近年、住宅業界ではリフォームやリノベーション事業が盛んに行われるようになってきた。市場調査会社の矢野経済研究所が発表した「住宅リフォーム市場に関する調査結果 2015」によると、住宅リフォーム市場は今後、主要分野である「設備修繕・維持費」分野が住宅ストックや世帯数の増加に伴って増加し、市場全体が拡大することが見込まれ、2020年の市場規模として、2014年の6.7兆億円比約9%増となる7.3兆円を予測している。
リフォーム事業が拡大傾向にある理由はいくつか考えられる。まず、日本の住宅ストック数が現在、全世帯数を上回る状況にあるということが大きいだろう。日本人特有のもったいない精神もあるのか、わざわざ新築を購入しなくても、既存の建物を有効に活用したいと考える人が増えているのだ。古い町家が数多く残る京都でも、空き家になった京町家をリフォームやリノベーションをして、販売したり、賃貸物件にしたりするのが流行っている。日本人のみならず、外国人の入居者も多いようだ。また、最近の傾向として、飲食を家庭で楽しむ世帯が増えていることもリフォーム事業の追い風になっているようだ。自宅で家族と共に過ごす時間が増えたことで、自宅をより快適にしたいという欲求が高まっているのだろう。さらに、それらに加えて「リノベーション」という言葉の響きも、これまでの「改築」や「修理」、「リフォーム」などに比べてオシャレで若者世代の受けも良いようだ。
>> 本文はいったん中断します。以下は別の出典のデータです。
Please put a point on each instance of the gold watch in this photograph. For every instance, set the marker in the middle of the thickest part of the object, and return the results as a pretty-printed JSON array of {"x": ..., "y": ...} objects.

実際、リフォームとリノベーションに厳密な定義の違いは存在しない。言葉の使い分けは感覚的で、あえていうなら、リノベーションはリフォームの中でも古い建物のよさを活かしながら、その中に最新の設備や現代的なデザインを投入することにより、物件に新たな付加価値を生み出そうとするようなリフォームに用いられることが多い。そもそも、リフォームという言葉自体が和製英語であり、英語圏で日本のリフォームを指す言葉は、まさにリノベーションなのだ。また、リフォームという言葉を用いる場合は、クロス一枚の張り替えから大規模な増改築まで広義で用いられることが多いようだ。
ともあれ、今、大手、中小を問わず、リフォーム事業に力を入れる企業が増えている。例えば、昨年12月、パナソニック<6752>は、リフォーム事業を展開するパナホーム<1924>の100%子会社「パナホーム リフォーム株式会社に新たに49%を出資(第三者割当増資)。今年4月には、同社の社名を「パナソニック リフォーム株式会社」に変更する。併せて、グループのリフォーム事業におけるブランドを「Panasonicリフォーム」に統一、新しいCIのもと広告宣伝や店舗看板など販売促進政策を一本化することで、リフォーム事業を拡大することを発表している。
また、経済産業省が2月6日に発表した「平成26年度先進的なリフォーム事業者表彰事業者」では、独自のビジネスモデルでリフォーム市場の拡大に貢献する21社が選出されたが、パナソニック株式会社エコソリューションズ社や住友不動産株式会社<8830>などの大手企業にならんで、神奈川県の建設業者の株式会社さくら住宅や、大阪府の株式会社ナサホーム、京都府の不動産業・株式会社八清など、地元密着の中小業者も名を連ねている。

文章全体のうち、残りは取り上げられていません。